Speculation of Lighfoot’s Chicago Moves program began when the plan presented to the City Council differed from the plan she revealed in a public statement. According to the Chicago Tribune, Lightfoot altered her initial plan, after facing pushback from voters, to appeal to lower-income households. Many believe this was an act to attract more voters.

Lightfoot first said there would be a lottery for the gas and transit cards for Chicago residents 18 or older with an individual income of less than $91,000 or less than $140,000 for a family of four. Residents were limited to one card per household. According to Illinois policy, gas card seekers must also have purchased a valid $96 city sticker.

However, the plan proposed to aldermen limited “the program to those who earn no more than 100% of the area median income, which is $65,300 for an individual or $93,200 for a family of four,” according to WTTW. The limit of one card per household and a valid $96 city sticker for gas card seekers are still requirements.

The measure also prompted questions from Ald. Jason Ervin (28th Ward), who questioned during a council hearing in late March why selected North Side wards were given priority access to the gas cards, ahead of the residents of his poorer West Side ward, which has more limited public transportation options.

In response, Lightfoot altered the program to ensured 75% gas cards go to residents of mobility-challenged neighborhoods

Ald. Walter Burnett (27th Ward) voiced his concern during the council hearing regarding the strict limitation of one card per household, regardless of household size.

Ald. Carlos Ramirez Rosa (35th Ward) told WTTW the proposal was a stunt intended to help Lightfoot win a second term.

Lightfoot declined to respond to the direct speculation during the City Council meeting.
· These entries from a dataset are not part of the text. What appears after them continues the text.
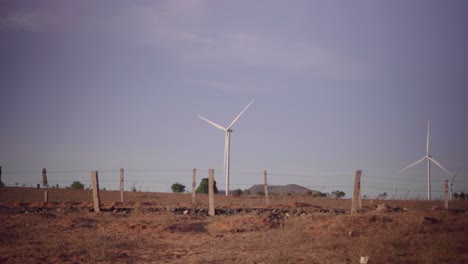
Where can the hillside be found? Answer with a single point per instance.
(281, 189)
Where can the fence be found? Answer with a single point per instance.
(160, 180)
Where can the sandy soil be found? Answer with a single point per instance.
(292, 230)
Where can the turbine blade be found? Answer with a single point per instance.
(427, 141)
(440, 166)
(237, 117)
(412, 164)
(212, 123)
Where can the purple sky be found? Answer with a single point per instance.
(339, 86)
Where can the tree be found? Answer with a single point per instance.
(178, 187)
(338, 194)
(382, 196)
(203, 187)
(236, 192)
(76, 185)
(320, 194)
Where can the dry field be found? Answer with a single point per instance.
(167, 228)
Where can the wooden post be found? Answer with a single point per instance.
(121, 184)
(446, 195)
(211, 210)
(194, 184)
(355, 203)
(265, 187)
(95, 183)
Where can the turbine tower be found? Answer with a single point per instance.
(429, 159)
(227, 142)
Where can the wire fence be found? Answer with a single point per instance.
(161, 180)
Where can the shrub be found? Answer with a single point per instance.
(237, 192)
(320, 194)
(76, 185)
(203, 187)
(338, 194)
(178, 187)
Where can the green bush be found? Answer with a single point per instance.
(203, 187)
(178, 187)
(76, 185)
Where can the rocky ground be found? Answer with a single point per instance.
(295, 232)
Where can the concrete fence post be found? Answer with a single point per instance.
(356, 200)
(194, 184)
(121, 184)
(211, 210)
(95, 183)
(265, 187)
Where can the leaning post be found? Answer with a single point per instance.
(265, 187)
(194, 184)
(95, 183)
(121, 184)
(446, 195)
(356, 203)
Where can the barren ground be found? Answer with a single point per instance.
(167, 228)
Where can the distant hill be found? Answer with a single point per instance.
(281, 189)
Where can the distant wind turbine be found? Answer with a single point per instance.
(429, 159)
(227, 142)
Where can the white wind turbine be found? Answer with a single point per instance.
(429, 159)
(227, 142)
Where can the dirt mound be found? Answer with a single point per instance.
(281, 189)
(249, 223)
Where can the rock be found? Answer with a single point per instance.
(430, 220)
(383, 208)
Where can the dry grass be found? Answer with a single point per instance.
(59, 234)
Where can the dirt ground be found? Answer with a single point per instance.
(167, 228)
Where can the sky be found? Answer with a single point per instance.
(339, 86)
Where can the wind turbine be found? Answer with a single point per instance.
(429, 159)
(227, 142)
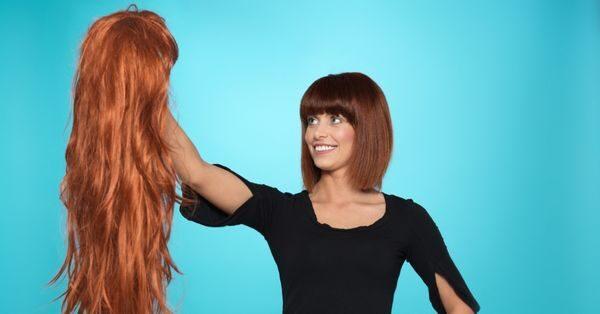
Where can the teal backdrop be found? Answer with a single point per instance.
(496, 115)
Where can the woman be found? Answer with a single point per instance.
(340, 243)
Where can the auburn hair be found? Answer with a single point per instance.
(358, 98)
(120, 184)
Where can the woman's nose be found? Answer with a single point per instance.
(320, 131)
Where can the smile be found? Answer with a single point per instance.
(323, 149)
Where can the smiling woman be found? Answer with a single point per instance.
(340, 243)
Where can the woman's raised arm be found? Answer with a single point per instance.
(219, 186)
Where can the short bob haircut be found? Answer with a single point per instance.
(362, 102)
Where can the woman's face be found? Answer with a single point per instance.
(329, 139)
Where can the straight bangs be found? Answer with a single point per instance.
(328, 95)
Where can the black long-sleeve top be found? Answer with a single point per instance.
(330, 270)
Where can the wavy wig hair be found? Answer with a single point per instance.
(357, 97)
(120, 184)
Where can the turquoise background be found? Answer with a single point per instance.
(496, 113)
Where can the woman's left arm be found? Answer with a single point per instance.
(429, 257)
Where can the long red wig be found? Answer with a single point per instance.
(120, 184)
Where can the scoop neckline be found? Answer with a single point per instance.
(325, 226)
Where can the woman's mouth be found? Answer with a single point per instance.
(324, 149)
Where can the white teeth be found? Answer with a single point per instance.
(322, 148)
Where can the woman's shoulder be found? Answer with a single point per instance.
(407, 208)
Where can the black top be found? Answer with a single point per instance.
(324, 269)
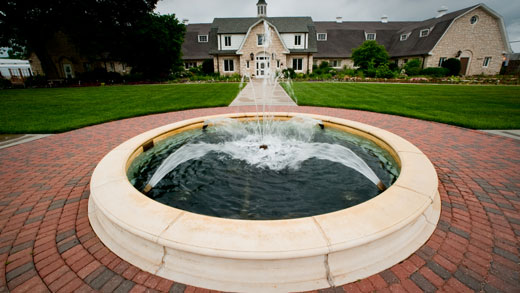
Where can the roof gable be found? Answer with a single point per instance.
(282, 24)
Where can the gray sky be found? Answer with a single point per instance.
(203, 11)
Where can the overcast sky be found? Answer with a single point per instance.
(203, 11)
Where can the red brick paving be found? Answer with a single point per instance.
(47, 244)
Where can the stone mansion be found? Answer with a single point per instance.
(476, 35)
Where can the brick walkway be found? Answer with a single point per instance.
(47, 244)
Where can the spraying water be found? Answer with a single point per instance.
(289, 144)
(266, 143)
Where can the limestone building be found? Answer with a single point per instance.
(476, 35)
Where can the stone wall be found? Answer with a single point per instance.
(218, 64)
(276, 50)
(476, 41)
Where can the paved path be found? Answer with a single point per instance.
(47, 244)
(270, 95)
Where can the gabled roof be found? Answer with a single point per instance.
(282, 25)
(191, 48)
(415, 45)
(242, 25)
(342, 38)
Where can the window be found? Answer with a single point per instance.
(441, 60)
(229, 65)
(322, 36)
(424, 33)
(298, 64)
(260, 40)
(227, 41)
(189, 65)
(487, 60)
(298, 40)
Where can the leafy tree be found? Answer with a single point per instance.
(370, 55)
(208, 67)
(453, 65)
(156, 45)
(93, 26)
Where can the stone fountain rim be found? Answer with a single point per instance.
(185, 246)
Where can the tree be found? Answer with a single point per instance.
(92, 26)
(370, 55)
(155, 45)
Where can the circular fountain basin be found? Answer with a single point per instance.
(271, 255)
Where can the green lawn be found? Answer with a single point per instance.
(62, 109)
(477, 107)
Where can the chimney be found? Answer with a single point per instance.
(442, 11)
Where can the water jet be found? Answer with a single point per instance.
(268, 255)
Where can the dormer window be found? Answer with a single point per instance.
(298, 40)
(370, 36)
(227, 41)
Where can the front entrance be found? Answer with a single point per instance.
(464, 62)
(263, 63)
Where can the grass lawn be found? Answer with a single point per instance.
(477, 107)
(61, 109)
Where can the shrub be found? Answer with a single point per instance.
(36, 81)
(413, 67)
(207, 67)
(435, 71)
(5, 83)
(453, 65)
(383, 71)
(369, 55)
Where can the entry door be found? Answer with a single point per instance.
(262, 66)
(67, 68)
(464, 61)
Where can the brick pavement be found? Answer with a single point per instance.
(47, 244)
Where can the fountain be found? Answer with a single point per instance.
(258, 252)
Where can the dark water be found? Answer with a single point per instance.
(218, 185)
She told the council, “some of our neighborhoods have intentionally been starved for no other reason than systemic racism. Should we not address that problem, solve it? We are a city. A city of neighbors,” the Chicago Tribune reported.

Skyler Stams, resident of Chicago’s suburbs, said she and her family have always sensed something “fishy” with Lightfoot’s intentions in office. Now, with Lightfoot’s possible reelection campaign, Stams said she doesn’t feel confident this measure was proposed with honest intentions.

“I don’t know what $125 of gas is gonna do,” Stams said. “That’s like 2.5 tanks for me, and I rarely commute. I think the free public transportation thing is better, but also, why doesn’t the city just lower gas and transportation costs in general rather than giving out $12 million of taxpayers’ funds in gift cards?”